To celebrate the start of my Christmas holiday, I've spent the morning baking: sausage rolls and a lemon drizzle cake. Doing so reminded me of the Easterlin paradox - the puzzle that rising incomes have not greatly increased happiness.
I say so because a new paper by Maurizio Pugno has formalized one explanation for this, which draws on Tibor Scitovsky's The Joyless Economy.
The idea here is that our leisure can be spent on either comfort goods such as watching TV, shopping or drinking, or creative activities such as baking, playing guitar or gardening. However, we do too much of the former and not enough of the latter, which is detrimental to our well-being.
One reason for this is that comfort goods can be addictive, with the result that we feel guilty afterwards about over-consuming. This isn't just true of alcoholics and shopaholics; we might also feel bad about slobbing out in front of the TV.
Another reason is that pure consumption goods might invite adverse comparisons with others, which make us feel worse off. If your neighbour has an expensive car, you might feel bad in a way that you don't if your neighbour is a good guitarist or baker. Through this route, economic growth - more neighbours with fancy cars - reduces happiness.

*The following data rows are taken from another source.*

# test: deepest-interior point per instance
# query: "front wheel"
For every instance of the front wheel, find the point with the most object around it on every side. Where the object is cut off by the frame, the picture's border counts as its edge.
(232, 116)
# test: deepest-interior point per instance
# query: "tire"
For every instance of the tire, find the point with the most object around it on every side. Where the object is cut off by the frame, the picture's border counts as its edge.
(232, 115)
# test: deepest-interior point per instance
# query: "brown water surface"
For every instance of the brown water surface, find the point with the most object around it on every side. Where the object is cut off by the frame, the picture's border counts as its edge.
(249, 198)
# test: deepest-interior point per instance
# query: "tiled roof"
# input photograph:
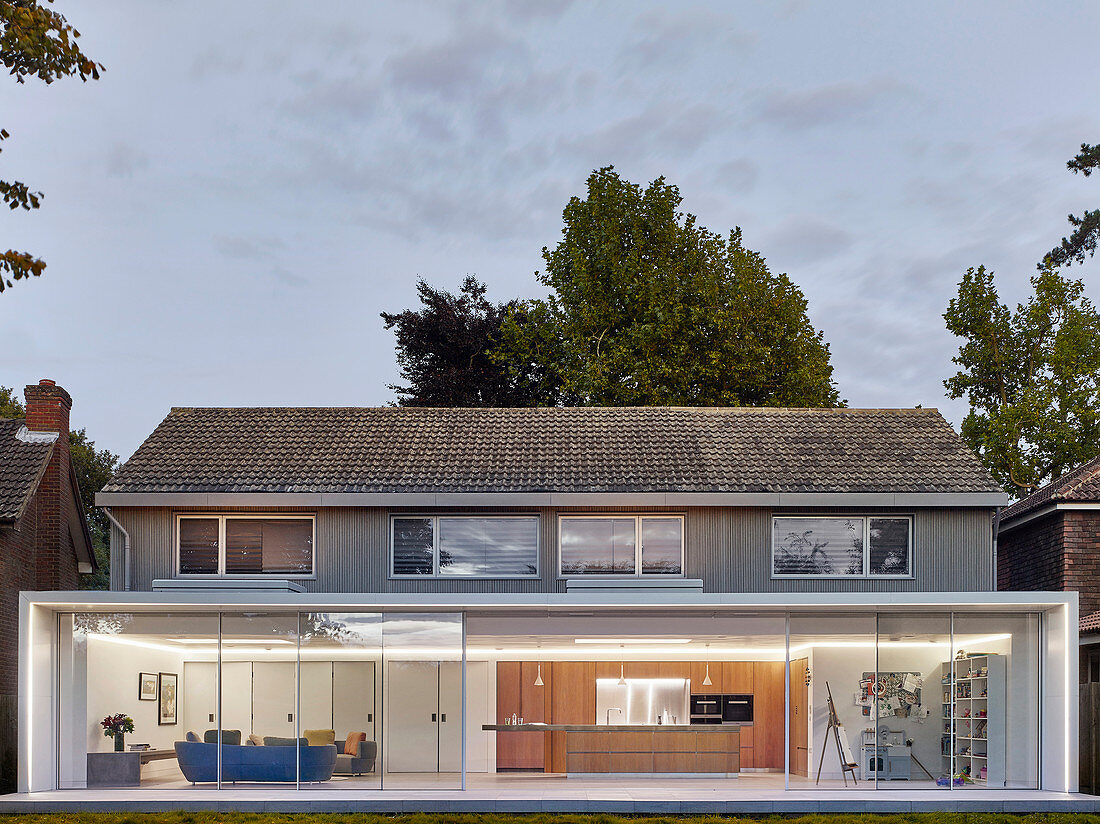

But why do we spend too much time on comfort goods and ordinary consumer spending and not enough on creative activities? One reason, says Pugno is that the latter require investment in 'leisure skills' - the ability to play an instrument, garden or appreciate art. Such investment, like any other, is costly. At any point in time, therefore, we might prefer the zero-cost option of comfort goods. But this means we never acquire the skills needed to make best use of our leisure.
I'd add three other mechanisms that exacerbate this problem:
1. The failure of affective forecasting (pdf)- our inability to predict our future happiness. Two aspects of this general failure are relevant here. One is duration neglect; we pay too much attention to the short-term costs of acquiring leisure skills (the burnt cakes or the inability to get a note out of the sax) and so prefer the easy option of watching TV. Another is immune neglect - our failure to anticipate that we'll get used to some things, and so lose satisfaction from repeating them.
2. Path dependency. If you grow up in a home where your parents came home from work too tired to do anything other than watch TV or go down the pub, you'll think of such leisure activities as normal, and so will not think of better ways of spending your time. Because of this, it was not until I was 40 that I laid a finger on a musical instrument. And even today I feel uncomfortable if the TV isn't on in the evening.
3. Lack of self-control. Even if we knew that investment in leisure skills would pay off in the future, in the sense of getting greater utility from leisure, our lack of self-control would cause us to under-invest. Bruno Frey has showed (pdf) how this causes folk to watch too much TV.
There is, therefore a strong bias towards over-consumption of comfort goods and under-investment in creative activities - which contributes to the Easterlin paradox.
Herein, though, lies a point which is under-estimated. A healthy capitalism probably requires that this be the case. The shopaholic who feels guilty about her purchases does more good for capitalism that the man who tends to his allotment instead. And the person who's desperate for work so they can spend is more use to capitalists than the guy who doesn't mind being unemployed for a while because he can practice his guitar.
In its small way, my lemon drizzle cake sticks it to The Man.